If using SharePoint, checking the file back into SharePoint should archive the previous version and keep the most recent check-in as the current file.
Industry standard revision control platforms like CVS, SVN, etc. can all be used for the same purpose.
Optional: Casting a Test Statue
Many organizations require a QA process before making any change to the verified data sources that end user workbooks depend on. In this case, the data steward will first publish the new data source (creating an extract if that will be the final result) to a QA Project on Tableau Server. Then the QA team will open a copy of existing workbooks that connect to the original data source in Desktop, and use the “Replace data source” functionality to confirm that the updated data source will not cause any issues when it replaces the original data source.
Once QA has confirmed, they report back their approval to the Data Steward. QA does not move the data source into the Verified Data Source Project.
Casting the final statue: Publishing to Verified Data Source Project
- 9.3 and later:Connect to the Published Data Source Workbook.
- 9.2 and before: Open the latest TWB from the Revision Control location, the one that QA approved
- If the final data source will be a Tableau Data Extract, follow these steps:
- Add a “Create Empty Extract” parameter and calculation per this article
- Set the “Create Empty Extract” parameter to “Yes”, then take an extract from the local copy, adding the “Create Empty Extract” filter per the article so that the extract generates with no data very quickly
- Set the “Create Empty Extract” parameter to “No” before publishing
- Publish the data source (live or extract) to the appropriate Project on the Tableau Server, keeping the same name as was originally published (take out any revision tracking endings).
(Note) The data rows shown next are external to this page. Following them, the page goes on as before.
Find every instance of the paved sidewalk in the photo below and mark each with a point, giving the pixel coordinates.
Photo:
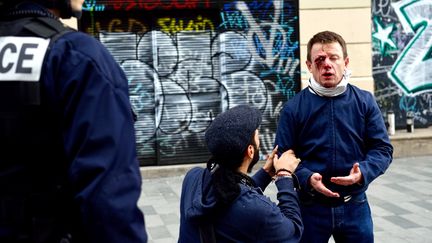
(401, 203)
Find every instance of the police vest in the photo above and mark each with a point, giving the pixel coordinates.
(32, 165)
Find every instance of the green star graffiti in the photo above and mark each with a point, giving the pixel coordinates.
(383, 35)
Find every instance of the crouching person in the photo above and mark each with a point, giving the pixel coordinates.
(221, 203)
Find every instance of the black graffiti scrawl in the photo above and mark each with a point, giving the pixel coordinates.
(187, 61)
(402, 59)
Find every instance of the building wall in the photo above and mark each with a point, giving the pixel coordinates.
(402, 59)
(373, 59)
(187, 61)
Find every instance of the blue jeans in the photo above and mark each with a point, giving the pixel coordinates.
(350, 222)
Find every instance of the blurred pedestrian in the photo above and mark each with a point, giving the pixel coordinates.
(221, 203)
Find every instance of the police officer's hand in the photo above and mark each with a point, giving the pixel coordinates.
(287, 160)
(268, 166)
(354, 177)
(316, 182)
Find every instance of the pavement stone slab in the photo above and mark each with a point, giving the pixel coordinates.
(400, 201)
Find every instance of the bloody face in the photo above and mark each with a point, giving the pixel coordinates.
(327, 63)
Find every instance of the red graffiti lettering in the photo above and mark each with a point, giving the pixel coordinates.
(158, 4)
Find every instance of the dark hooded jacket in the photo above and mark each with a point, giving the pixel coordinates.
(252, 217)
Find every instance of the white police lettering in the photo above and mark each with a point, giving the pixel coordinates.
(21, 58)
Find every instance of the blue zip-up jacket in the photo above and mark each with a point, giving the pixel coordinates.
(86, 93)
(252, 217)
(330, 134)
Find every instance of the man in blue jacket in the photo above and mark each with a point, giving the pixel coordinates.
(221, 203)
(68, 167)
(339, 133)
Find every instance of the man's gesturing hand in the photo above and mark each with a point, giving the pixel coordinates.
(354, 177)
(316, 182)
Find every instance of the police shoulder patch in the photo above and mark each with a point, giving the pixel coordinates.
(21, 58)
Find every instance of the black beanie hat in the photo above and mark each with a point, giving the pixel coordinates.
(230, 132)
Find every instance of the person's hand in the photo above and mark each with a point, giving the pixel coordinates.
(268, 166)
(288, 161)
(354, 177)
(316, 182)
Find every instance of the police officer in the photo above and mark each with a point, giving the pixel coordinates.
(68, 163)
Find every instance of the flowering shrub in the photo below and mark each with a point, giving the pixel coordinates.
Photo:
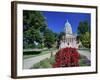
(66, 57)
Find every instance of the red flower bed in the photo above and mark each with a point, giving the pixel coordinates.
(66, 57)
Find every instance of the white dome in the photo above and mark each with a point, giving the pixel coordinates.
(68, 28)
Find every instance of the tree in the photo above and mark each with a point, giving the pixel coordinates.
(34, 24)
(49, 38)
(83, 27)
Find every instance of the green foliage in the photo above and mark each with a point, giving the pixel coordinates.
(84, 34)
(47, 63)
(83, 27)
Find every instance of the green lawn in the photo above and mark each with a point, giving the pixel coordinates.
(27, 54)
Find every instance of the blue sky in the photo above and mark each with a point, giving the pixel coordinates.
(56, 20)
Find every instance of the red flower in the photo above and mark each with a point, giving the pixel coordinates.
(66, 57)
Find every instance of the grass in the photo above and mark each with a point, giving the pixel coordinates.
(47, 63)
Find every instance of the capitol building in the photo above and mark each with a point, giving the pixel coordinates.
(69, 39)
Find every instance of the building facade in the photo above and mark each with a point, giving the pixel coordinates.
(69, 39)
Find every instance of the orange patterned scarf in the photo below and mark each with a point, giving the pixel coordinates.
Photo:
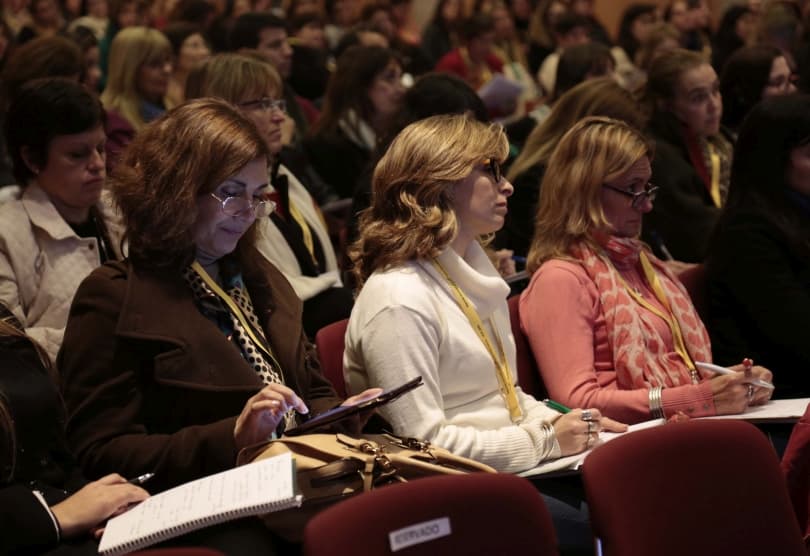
(641, 357)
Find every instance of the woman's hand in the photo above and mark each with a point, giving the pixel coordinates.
(760, 395)
(576, 435)
(363, 396)
(95, 503)
(730, 393)
(263, 413)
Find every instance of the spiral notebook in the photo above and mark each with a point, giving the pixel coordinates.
(256, 488)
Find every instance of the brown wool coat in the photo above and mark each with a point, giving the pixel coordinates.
(152, 385)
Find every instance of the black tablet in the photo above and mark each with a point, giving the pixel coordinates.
(343, 411)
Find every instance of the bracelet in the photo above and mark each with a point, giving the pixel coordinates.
(553, 451)
(656, 405)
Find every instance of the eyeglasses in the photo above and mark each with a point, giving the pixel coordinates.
(236, 205)
(650, 191)
(265, 104)
(783, 82)
(493, 167)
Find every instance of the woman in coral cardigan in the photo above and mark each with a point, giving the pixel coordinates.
(609, 324)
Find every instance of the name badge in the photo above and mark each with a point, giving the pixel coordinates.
(419, 533)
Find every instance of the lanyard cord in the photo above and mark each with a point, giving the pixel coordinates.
(502, 371)
(669, 317)
(305, 230)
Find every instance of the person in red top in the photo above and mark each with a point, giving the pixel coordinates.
(474, 61)
(609, 325)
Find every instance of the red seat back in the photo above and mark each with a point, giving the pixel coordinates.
(480, 513)
(796, 466)
(698, 488)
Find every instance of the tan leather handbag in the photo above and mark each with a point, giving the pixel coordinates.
(331, 467)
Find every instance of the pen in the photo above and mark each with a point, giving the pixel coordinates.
(141, 479)
(556, 406)
(724, 371)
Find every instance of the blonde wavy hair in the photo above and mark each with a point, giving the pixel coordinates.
(131, 48)
(594, 151)
(596, 97)
(411, 215)
(233, 77)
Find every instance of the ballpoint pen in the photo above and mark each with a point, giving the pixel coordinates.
(556, 406)
(140, 479)
(724, 371)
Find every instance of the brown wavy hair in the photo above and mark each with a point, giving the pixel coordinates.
(411, 214)
(595, 150)
(185, 153)
(233, 77)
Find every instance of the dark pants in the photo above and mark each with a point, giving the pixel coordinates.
(565, 500)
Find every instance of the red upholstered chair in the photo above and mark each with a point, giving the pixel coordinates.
(694, 280)
(696, 488)
(528, 373)
(480, 513)
(796, 466)
(329, 343)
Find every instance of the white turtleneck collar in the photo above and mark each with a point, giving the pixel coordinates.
(475, 275)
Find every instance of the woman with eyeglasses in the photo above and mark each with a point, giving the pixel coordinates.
(610, 326)
(692, 157)
(751, 74)
(758, 269)
(432, 304)
(294, 238)
(140, 65)
(192, 348)
(363, 95)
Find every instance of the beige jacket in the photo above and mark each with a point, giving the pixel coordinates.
(43, 261)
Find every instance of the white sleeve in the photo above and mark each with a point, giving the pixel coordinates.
(398, 344)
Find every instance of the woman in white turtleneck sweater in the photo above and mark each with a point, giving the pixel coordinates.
(436, 191)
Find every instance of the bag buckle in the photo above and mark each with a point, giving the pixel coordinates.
(409, 442)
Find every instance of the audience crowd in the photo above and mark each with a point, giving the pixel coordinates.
(190, 191)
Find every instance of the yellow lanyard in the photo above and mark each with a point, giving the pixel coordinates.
(305, 229)
(714, 158)
(669, 316)
(502, 371)
(260, 344)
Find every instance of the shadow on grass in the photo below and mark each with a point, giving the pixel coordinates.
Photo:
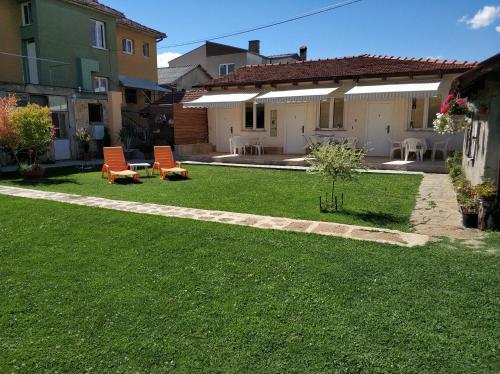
(376, 218)
(177, 178)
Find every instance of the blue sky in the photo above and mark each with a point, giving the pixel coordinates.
(413, 28)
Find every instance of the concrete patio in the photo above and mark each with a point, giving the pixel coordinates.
(380, 163)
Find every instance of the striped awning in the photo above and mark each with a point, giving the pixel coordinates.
(391, 91)
(296, 96)
(220, 100)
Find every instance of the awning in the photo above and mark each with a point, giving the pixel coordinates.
(141, 83)
(390, 91)
(220, 100)
(294, 96)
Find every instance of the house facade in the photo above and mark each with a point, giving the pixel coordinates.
(220, 59)
(375, 99)
(137, 69)
(182, 78)
(481, 151)
(62, 65)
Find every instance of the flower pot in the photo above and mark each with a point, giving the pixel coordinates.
(469, 218)
(458, 122)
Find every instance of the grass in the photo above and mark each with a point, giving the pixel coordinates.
(380, 200)
(86, 289)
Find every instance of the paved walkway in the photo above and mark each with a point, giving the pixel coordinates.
(243, 219)
(436, 212)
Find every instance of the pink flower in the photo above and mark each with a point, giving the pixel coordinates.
(444, 107)
(449, 98)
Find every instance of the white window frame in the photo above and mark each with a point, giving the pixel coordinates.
(99, 28)
(26, 10)
(254, 118)
(330, 116)
(424, 119)
(102, 84)
(129, 46)
(226, 65)
(149, 50)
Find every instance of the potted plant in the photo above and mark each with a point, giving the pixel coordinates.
(454, 115)
(467, 199)
(84, 138)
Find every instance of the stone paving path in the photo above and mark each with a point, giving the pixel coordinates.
(243, 219)
(436, 212)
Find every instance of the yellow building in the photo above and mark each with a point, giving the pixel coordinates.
(137, 68)
(10, 42)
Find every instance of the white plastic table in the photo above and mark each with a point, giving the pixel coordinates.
(143, 165)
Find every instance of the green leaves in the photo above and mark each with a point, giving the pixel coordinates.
(337, 161)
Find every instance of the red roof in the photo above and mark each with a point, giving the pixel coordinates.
(354, 67)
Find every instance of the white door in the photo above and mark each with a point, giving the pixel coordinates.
(32, 62)
(378, 128)
(61, 143)
(294, 117)
(224, 125)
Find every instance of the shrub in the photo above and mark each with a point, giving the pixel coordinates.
(35, 130)
(336, 161)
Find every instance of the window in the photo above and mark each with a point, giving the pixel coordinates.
(128, 46)
(249, 115)
(130, 96)
(27, 16)
(338, 113)
(324, 114)
(434, 105)
(95, 113)
(59, 123)
(58, 104)
(100, 84)
(331, 114)
(423, 111)
(260, 117)
(97, 34)
(145, 49)
(225, 69)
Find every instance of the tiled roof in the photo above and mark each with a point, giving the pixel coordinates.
(169, 75)
(193, 95)
(354, 67)
(126, 22)
(98, 6)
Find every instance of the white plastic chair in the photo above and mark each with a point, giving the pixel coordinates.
(258, 145)
(238, 145)
(441, 146)
(351, 142)
(413, 145)
(396, 145)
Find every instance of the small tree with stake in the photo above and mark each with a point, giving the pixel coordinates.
(336, 161)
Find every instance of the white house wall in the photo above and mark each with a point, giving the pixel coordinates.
(355, 117)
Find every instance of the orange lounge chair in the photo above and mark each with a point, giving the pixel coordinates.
(165, 163)
(116, 166)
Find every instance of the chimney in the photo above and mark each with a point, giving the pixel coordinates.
(303, 53)
(254, 46)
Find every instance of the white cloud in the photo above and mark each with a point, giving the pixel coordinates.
(164, 58)
(483, 18)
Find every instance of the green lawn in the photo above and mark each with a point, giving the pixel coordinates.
(380, 200)
(93, 290)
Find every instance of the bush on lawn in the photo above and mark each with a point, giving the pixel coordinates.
(336, 161)
(25, 131)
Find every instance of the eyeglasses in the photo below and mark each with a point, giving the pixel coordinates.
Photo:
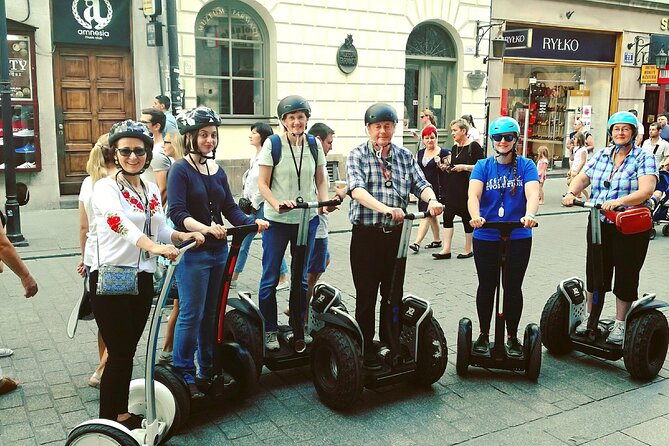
(126, 152)
(507, 138)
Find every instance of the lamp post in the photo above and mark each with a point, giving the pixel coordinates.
(12, 206)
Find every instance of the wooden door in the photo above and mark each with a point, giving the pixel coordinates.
(94, 89)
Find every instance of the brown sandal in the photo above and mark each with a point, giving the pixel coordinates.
(7, 385)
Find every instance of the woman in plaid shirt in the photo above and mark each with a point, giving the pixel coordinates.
(621, 175)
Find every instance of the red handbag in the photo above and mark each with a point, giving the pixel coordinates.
(631, 221)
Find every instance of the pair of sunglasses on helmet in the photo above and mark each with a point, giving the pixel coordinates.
(507, 138)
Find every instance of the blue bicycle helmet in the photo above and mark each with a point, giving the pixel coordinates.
(623, 118)
(503, 125)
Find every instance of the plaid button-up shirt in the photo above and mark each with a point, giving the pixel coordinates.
(364, 170)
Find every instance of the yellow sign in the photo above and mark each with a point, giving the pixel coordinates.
(648, 74)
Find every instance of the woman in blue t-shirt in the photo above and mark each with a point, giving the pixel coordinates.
(503, 187)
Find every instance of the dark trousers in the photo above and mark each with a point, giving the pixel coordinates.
(373, 254)
(121, 320)
(486, 258)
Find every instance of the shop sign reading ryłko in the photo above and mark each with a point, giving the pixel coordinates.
(92, 22)
(566, 44)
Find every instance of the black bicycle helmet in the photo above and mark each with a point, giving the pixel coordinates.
(196, 118)
(380, 112)
(291, 104)
(130, 129)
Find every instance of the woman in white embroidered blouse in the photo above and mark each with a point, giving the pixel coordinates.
(129, 222)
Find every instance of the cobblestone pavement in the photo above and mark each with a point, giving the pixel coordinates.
(577, 400)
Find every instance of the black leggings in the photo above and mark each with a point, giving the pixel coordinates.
(121, 320)
(486, 258)
(449, 215)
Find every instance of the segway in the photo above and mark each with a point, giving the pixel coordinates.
(246, 325)
(644, 347)
(497, 356)
(416, 350)
(233, 364)
(155, 401)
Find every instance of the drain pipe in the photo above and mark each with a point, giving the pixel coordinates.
(173, 45)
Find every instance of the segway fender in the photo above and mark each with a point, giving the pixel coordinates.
(573, 290)
(343, 320)
(239, 364)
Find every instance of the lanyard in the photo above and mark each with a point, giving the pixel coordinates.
(298, 170)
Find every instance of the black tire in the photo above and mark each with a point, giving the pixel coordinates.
(464, 347)
(89, 434)
(336, 368)
(554, 325)
(646, 338)
(243, 330)
(432, 353)
(168, 376)
(532, 347)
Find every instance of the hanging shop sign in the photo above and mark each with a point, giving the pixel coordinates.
(648, 74)
(19, 67)
(567, 44)
(517, 38)
(92, 22)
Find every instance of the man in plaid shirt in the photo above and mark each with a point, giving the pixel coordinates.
(380, 177)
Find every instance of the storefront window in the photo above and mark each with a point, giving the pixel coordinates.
(230, 45)
(429, 79)
(24, 116)
(546, 99)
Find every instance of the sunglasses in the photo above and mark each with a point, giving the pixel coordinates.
(507, 138)
(126, 152)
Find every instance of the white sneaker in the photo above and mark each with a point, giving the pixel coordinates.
(271, 341)
(583, 326)
(617, 333)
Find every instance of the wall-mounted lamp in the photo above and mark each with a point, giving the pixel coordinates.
(639, 45)
(498, 43)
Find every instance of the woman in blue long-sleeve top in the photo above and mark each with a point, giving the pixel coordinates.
(198, 193)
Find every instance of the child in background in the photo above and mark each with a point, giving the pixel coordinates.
(542, 168)
(580, 151)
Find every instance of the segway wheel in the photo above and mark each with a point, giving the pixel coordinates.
(99, 435)
(645, 348)
(243, 330)
(464, 346)
(336, 368)
(170, 378)
(432, 353)
(532, 351)
(554, 325)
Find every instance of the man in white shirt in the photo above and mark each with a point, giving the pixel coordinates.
(657, 146)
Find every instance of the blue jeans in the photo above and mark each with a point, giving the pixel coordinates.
(274, 243)
(246, 245)
(199, 277)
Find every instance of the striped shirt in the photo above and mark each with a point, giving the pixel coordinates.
(364, 170)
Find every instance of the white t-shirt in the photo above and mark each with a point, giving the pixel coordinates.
(659, 149)
(85, 196)
(578, 160)
(119, 223)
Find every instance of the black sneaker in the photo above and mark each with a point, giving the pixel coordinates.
(514, 348)
(134, 422)
(482, 345)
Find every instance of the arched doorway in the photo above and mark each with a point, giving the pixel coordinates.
(430, 80)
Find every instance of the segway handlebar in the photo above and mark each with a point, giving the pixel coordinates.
(590, 204)
(311, 205)
(504, 225)
(243, 229)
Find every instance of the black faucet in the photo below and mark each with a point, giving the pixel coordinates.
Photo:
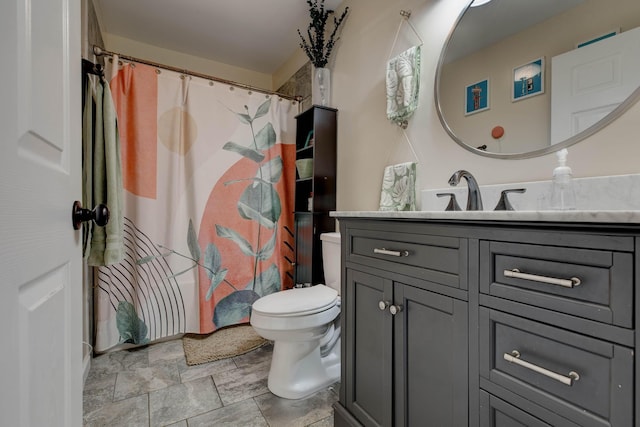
(474, 200)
Overwrite if you are updating an existing data source so existing workbook references continue to work. This Project should have permissions that allow Data Stewards to Publish, and Business Users to Connect. In 9.3 and after: Make sure that “Update workbook to user the published data source” is NOT SELECTED. You don’t to connect the Data Source workbook to the version you publish.
- Extract Only: To get the data in the extract to be generated, go into the Data Sources page on Tableau Server, select the data source and then choose the “Permissions” menu option. Choose “Scheduled Tasks” and then make the extract refresh “Right Now”.
- Business Users should connect to the published datasource via the Tableau Server connection in Tableau Desktop to begin their own explorations of the data.